Speaker
Description
We implemented a simplified time-bin BB84 quantum key distribution protocol with the purpose of achieving the highest possible secret key rate at short distances. The sender Alice emits signals at a rate of 2.5 GHz. In the key-generating basis, we use a superconducting nanowire single photon detector (SNSPD) with a novel design optimized for fast count rates. The in-house designed and fabricated NbTiN detector consists of 14 nanowires which are arranged in an interleaved pattern. Together with the in-house made readout electronics, the detector shows a jitter below 60 ps and simultaneously an efficiency of 64\% at a count rate of 320 Mcps, which represents the operating point of the detector for our shortest-distance key exchange. We performed real-time error correction with a low-density parity check algorithm implemented on a dedicated field-programmable gate array.
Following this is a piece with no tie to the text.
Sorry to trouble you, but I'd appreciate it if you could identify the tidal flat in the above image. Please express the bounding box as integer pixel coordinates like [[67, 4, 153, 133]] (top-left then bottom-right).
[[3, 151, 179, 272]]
This algorithm has a leakage of 17% at the highest quantum bit error rate found in our experiment, which was 0.4%. The privacy amplification was performed in real time on a consumer-grade GPU. We achieved a secret key rate of 64 Mbps over a distance of 10.0 km of ultra-low-loss (ULL) single-mode fiber (0.16 dB/km) and 3.0 Mbps over 102.4 km of ULL single-mode fiber . Additionally, we monitored the secret key rate over a longer time over 10.0 km ULL SMF, showing that the secret key rate can be maintained at a similar value for more than 1000 consecutive privacy amplification blocks.